I am very new to Influx DB, the flux query language, and time-series databases in general. I have a bucket filled with firewall log entries, and I'd like to count the number of entries grouped by source IP address. In SQL I'd do something like this:
select
_value,
count(*) as count
from my_bucket
where _field = 'ufw_src_ip'
group by _value;
After many hours of banging my head against the wall, I have come up with this:
from(bucket: "my_bucket")
|> range(start: -30d)
|> filter(fn: (r) => r["_field"] == "ufw_src_ip")
|> group(columns: ["_value"])
|> count()
but to no avail, it gives me
cannot aggregate columns that are part of the group key
So how do I actually translate this logic to its flux equivalent? Is it even possible to do it?
After some more trial and error I managed to get it working:
from(bucket: "my_bucket")
|> range(start: -30d)
|> filter(fn: (r) => r["_field"] == "ufw_src_ip")

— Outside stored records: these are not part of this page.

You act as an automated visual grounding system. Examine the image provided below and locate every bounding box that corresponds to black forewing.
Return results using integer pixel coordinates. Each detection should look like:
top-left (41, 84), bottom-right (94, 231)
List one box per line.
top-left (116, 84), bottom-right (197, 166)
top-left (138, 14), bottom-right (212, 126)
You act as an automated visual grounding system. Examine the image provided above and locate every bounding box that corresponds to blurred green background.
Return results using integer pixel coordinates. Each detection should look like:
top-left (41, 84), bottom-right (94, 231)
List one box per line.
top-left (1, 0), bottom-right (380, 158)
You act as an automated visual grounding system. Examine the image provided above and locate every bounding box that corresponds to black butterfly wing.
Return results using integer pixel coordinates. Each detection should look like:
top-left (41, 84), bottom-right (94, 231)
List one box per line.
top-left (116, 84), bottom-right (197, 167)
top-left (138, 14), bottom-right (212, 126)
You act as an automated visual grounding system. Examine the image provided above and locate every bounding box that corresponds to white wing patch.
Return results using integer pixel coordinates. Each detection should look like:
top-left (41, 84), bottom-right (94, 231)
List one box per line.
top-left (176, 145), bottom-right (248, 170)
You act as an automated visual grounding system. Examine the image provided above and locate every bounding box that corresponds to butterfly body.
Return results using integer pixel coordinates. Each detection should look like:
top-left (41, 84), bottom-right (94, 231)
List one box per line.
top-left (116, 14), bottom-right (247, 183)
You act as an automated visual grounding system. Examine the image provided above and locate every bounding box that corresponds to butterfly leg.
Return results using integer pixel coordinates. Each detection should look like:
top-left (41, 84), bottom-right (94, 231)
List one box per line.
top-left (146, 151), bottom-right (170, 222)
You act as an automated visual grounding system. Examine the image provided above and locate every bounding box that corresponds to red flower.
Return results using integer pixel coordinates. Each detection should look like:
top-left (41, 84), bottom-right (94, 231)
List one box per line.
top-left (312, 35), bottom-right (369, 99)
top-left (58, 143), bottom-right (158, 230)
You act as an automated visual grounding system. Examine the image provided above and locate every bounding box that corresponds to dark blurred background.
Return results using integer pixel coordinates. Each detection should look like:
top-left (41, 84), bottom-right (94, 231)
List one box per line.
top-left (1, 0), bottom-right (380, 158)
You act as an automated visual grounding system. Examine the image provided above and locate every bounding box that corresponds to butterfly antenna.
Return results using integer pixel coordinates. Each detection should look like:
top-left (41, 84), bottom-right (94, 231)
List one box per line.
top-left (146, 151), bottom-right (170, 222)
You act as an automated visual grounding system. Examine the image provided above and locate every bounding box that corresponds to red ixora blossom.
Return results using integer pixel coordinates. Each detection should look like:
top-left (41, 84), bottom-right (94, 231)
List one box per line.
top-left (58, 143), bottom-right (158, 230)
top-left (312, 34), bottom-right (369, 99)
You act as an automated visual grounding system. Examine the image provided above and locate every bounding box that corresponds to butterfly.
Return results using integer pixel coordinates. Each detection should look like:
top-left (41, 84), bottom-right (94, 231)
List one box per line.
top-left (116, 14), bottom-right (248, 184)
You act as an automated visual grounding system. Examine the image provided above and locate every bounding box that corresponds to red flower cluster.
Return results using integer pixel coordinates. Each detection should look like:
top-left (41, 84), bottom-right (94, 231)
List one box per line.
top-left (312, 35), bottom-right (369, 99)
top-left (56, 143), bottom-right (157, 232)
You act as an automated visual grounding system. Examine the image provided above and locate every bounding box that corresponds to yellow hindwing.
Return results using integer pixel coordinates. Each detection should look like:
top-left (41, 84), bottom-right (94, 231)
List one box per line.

|> group(columns: ["_value"])
|> count(column: "_field")
|> map(fn: (r) => ({
"Source IP": r._value,
"Count": r._field
}))
|> sort(columns: ["Count"], desc: true)
The trick was to count the values from a column that is not part of the group key, so in this case counting the _field
name column worked (whereas not explicitly specifying a column would cause it to count the _value
column which is part of the group key).
I am still not entirely sure why this restriction exists, but at this point I'm just happy it's working :P
Leaving this here for anybody coming from an SQL-background who might be running into a similar issue.